One of the first things we must do when looking at a data file is to determine if the performance data we obtained is accurate and hasn't been adversely affected by the extra operations that PPW performs while tracking performance data. The most foolproof method of doing this is to compare the overall time taken by a profiled run with the time take for a run compiled without using ppwupcc. Another way to do this is to look for any suspicious-looking data using the PPW GUI. For this tutorial, we opt for the second method, using PPW itself to help identify suspect data.

Figure 3.1: Profile table showing rand1c_is function

If you were paying attention to the time taken for the run in the previous section, you may have noticed it took a bit longer than a normal run.

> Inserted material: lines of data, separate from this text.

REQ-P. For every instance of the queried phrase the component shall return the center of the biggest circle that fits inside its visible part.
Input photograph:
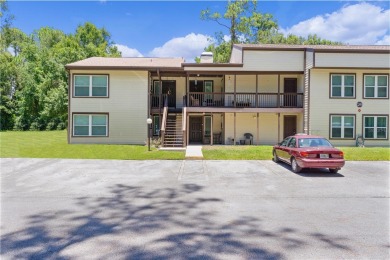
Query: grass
(265, 153)
(53, 144)
(239, 152)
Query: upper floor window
(342, 85)
(375, 127)
(90, 125)
(91, 85)
(376, 86)
(342, 126)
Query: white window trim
(90, 125)
(375, 127)
(342, 126)
(90, 85)
(342, 85)
(376, 85)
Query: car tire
(276, 158)
(294, 166)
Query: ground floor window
(375, 127)
(90, 125)
(342, 126)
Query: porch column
(235, 102)
(211, 130)
(159, 98)
(188, 89)
(257, 91)
(235, 139)
(188, 129)
(278, 127)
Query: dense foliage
(246, 25)
(34, 82)
(33, 79)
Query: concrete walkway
(194, 152)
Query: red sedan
(308, 151)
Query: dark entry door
(290, 125)
(195, 98)
(290, 90)
(169, 88)
(196, 129)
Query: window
(375, 127)
(156, 124)
(90, 125)
(207, 126)
(91, 85)
(342, 126)
(376, 86)
(342, 85)
(292, 142)
(156, 87)
(285, 141)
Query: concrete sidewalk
(191, 209)
(194, 152)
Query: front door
(290, 125)
(169, 88)
(196, 88)
(290, 92)
(196, 129)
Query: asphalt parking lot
(96, 209)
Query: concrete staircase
(173, 131)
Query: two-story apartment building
(265, 92)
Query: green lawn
(53, 144)
(265, 153)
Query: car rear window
(314, 142)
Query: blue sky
(174, 28)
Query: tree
(34, 82)
(246, 25)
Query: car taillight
(304, 154)
(338, 155)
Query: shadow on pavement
(148, 223)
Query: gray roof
(360, 48)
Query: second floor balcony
(233, 100)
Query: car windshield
(314, 142)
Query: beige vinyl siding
(321, 106)
(268, 127)
(273, 60)
(266, 83)
(180, 88)
(244, 83)
(352, 60)
(127, 108)
(309, 63)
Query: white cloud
(362, 23)
(384, 41)
(128, 52)
(188, 47)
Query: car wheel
(294, 165)
(276, 158)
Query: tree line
(33, 79)
(34, 82)
(245, 24)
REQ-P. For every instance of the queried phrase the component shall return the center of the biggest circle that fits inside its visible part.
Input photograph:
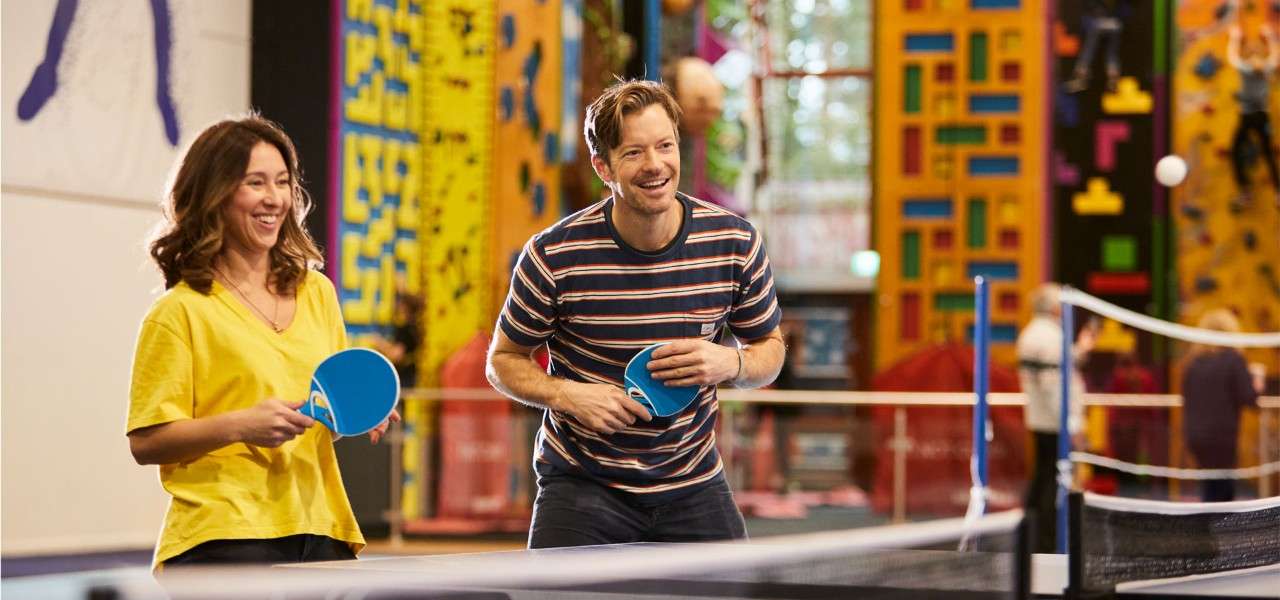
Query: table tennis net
(890, 562)
(1116, 540)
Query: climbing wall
(1228, 255)
(526, 170)
(374, 238)
(959, 169)
(458, 100)
(1110, 119)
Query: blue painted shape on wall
(44, 79)
(1006, 271)
(928, 42)
(927, 209)
(571, 78)
(530, 72)
(992, 165)
(993, 102)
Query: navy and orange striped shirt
(597, 302)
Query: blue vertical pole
(1064, 434)
(653, 40)
(981, 360)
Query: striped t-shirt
(595, 302)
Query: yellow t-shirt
(208, 355)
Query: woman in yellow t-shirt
(225, 356)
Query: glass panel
(817, 36)
(818, 129)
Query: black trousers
(1258, 123)
(305, 548)
(1042, 491)
(577, 512)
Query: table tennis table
(437, 577)
(1048, 578)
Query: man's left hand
(694, 362)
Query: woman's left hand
(376, 433)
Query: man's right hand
(600, 407)
(272, 422)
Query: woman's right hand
(272, 422)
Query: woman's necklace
(275, 312)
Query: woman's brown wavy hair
(208, 175)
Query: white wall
(81, 186)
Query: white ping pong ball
(1170, 170)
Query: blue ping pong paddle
(659, 399)
(352, 392)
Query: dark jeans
(577, 512)
(1042, 491)
(305, 548)
(1258, 123)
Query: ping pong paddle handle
(639, 395)
(315, 408)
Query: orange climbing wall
(528, 123)
(1224, 256)
(959, 169)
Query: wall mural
(378, 161)
(44, 81)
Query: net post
(1023, 549)
(1064, 434)
(1075, 548)
(981, 337)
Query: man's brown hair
(603, 123)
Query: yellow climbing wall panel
(375, 218)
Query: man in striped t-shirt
(643, 266)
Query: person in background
(406, 338)
(1216, 386)
(1136, 434)
(224, 358)
(1040, 351)
(1256, 62)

If we open up that data file and view the profile table visualization (see Figure 3.1), we see something interesting: when we instrumented our program using the --inst-functions flag, we inadvertently captured a ton of calls to the ‘rand1c_is’ function. This function is highlighted in red because PPW thinks that the overhead imposed by tracking each call to this function may have caused it to over-report its influence on overall execution time.

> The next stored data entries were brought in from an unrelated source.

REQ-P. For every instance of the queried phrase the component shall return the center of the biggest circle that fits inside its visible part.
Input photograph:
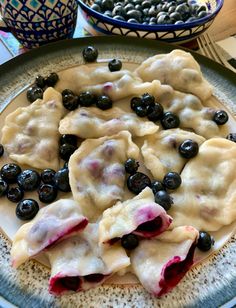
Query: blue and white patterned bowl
(169, 33)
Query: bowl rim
(141, 27)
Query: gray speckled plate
(209, 284)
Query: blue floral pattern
(35, 22)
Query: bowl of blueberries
(167, 20)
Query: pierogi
(178, 69)
(53, 222)
(94, 123)
(162, 262)
(78, 263)
(97, 174)
(206, 198)
(30, 134)
(134, 216)
(160, 151)
(82, 236)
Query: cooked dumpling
(193, 115)
(100, 80)
(206, 198)
(94, 123)
(57, 220)
(140, 216)
(160, 151)
(96, 172)
(30, 134)
(79, 263)
(178, 69)
(162, 262)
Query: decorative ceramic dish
(169, 33)
(206, 284)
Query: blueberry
(205, 241)
(119, 17)
(137, 182)
(170, 120)
(231, 137)
(220, 117)
(164, 199)
(115, 65)
(1, 150)
(131, 165)
(134, 14)
(133, 20)
(47, 176)
(68, 138)
(3, 187)
(47, 193)
(148, 100)
(66, 150)
(129, 241)
(107, 5)
(118, 10)
(155, 113)
(104, 102)
(172, 180)
(141, 111)
(15, 194)
(28, 180)
(90, 54)
(27, 209)
(66, 92)
(135, 102)
(33, 93)
(70, 101)
(51, 79)
(39, 81)
(188, 148)
(62, 180)
(157, 186)
(87, 99)
(96, 7)
(10, 172)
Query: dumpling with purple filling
(78, 263)
(162, 262)
(30, 134)
(97, 174)
(161, 154)
(94, 123)
(57, 220)
(140, 216)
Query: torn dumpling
(162, 262)
(79, 263)
(94, 123)
(206, 198)
(140, 216)
(160, 151)
(97, 174)
(30, 134)
(52, 222)
(178, 69)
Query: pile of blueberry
(15, 182)
(151, 12)
(146, 106)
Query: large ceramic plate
(210, 284)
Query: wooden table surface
(224, 24)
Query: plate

To further check out this function, we un-hide the min and max columns of the table by right-clicking on the table's column headers. When we do this, we see that this function was called about 134 million times, but the total, min, max times show that each individual call took only a few microseconds to execute. Since PPW generally has a fixed amount of work added to each function call, this function was heavily penalized with extra overhead. Ouch!

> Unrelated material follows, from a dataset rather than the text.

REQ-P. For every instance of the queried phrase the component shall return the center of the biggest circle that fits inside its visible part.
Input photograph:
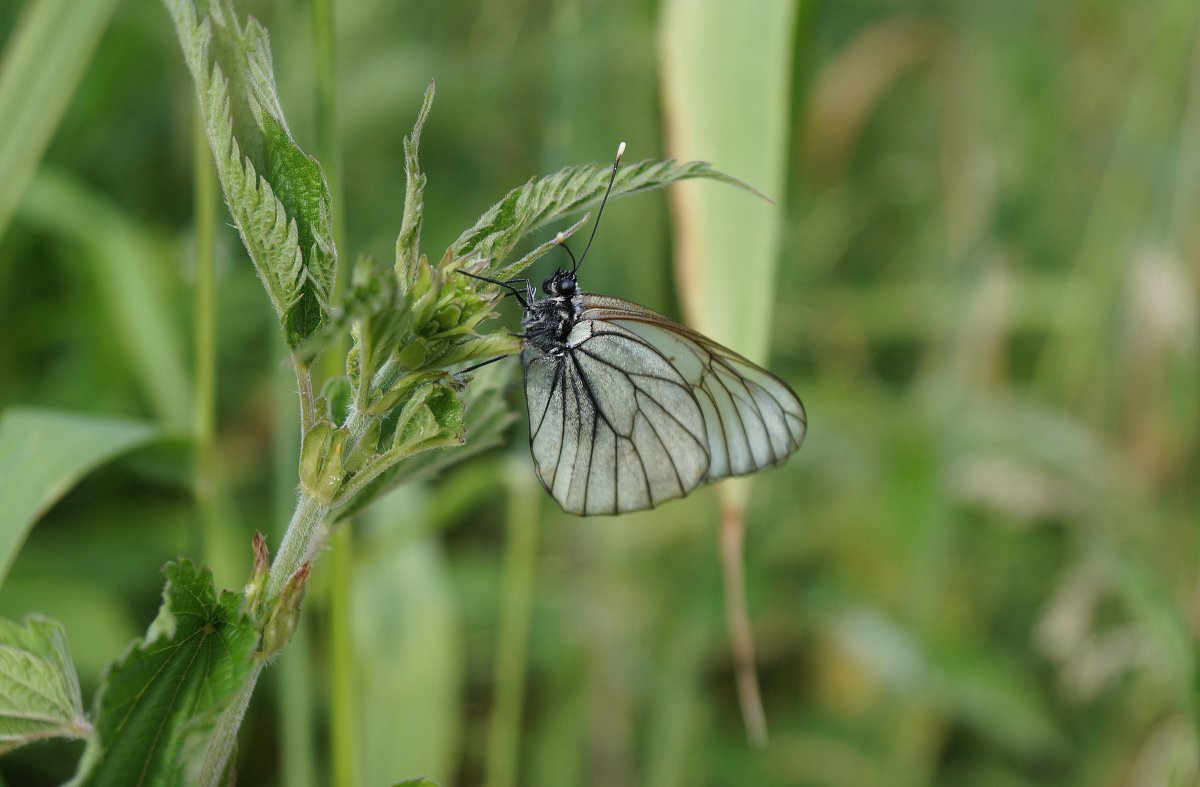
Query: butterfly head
(561, 284)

This ‘rand1c_is’ function is only used in initialization, so we're not really interested in its performance. We could recompile our code without using the --inst-functions flag, but this would mean we'd lose all function-level data, which is too restrictive. Instead, we can make use of some ‘#pragma’s offered by the GASP interface to ask the compiler to avoid instrumenting this particular function. Find the ‘rand1c_is’ function, then add

     #pragma pupc off

before the function body definition (somewhere around line 295) and

     #pragma pupc on

just after the end of the function (somewhere around line 361). The next time we run our IS benchmark, we will avoid getting performance information for this function, even if we compile with --inst-functions.

Looking for more things to cut out, from Figure 3.1 we see that the ‘create_seq’ function takes up a significant percentage of overall execution time, but is unrelated to the core integer sort algorithm. We need a way for PPW to pretend that time spent executing this particular function never happened in the first place. In other words, we want PPW to subtract out the time spent in this function when displaying performance data. The GASP interface comes to the rescue here again, by providing a simple API for disabling measurement during your program's execution. To do this, we add a special include to the top of the IS source code file is.c:

     #include <pupc.h>

Then we add calls to ‘pupc_control’ around the part of the code that calls ‘create_seq’:

     /*  Generate random number sequence and subsequent keys on all procs */
     pupc_control(0);
     create_seq( find_my_seed(
        MYTHREAD,
     	 THREADS,
        4*TOTAL_KEYS,
        314159265.00,      /* Random number gen seed */
        1220703125.00 ),   /* Random number gen mult */
        1220703125.00 );   /* Random number gen mult */
     pupc_control(1);

The next time we run our benchmark, PPW will avoid capturing performance information for the ‘pupc_control’ function, and will subtract out time spent executing that code from the ‘main’ function's totals. You'll probably want to place similar statements around calls to the calls to the ‘full_verify’ function, too.

Keep in mind that while the ‘#pragma’ and ‘pupc_control’ techniques achieve similar results, they perform different functions. The ‘#pragma pupc’s instruct the compiler to avoid instrumenting particular sections of your code, while the ‘pupc_control’ API calls do not affect instrumentation but turn the measurement code on and off at runtime. If you're looking to reduce overhead, use the ‘#pragma pupc’ directives, but if you're looking to ignore parts of your application, use the ‘pupc_control’ API calls.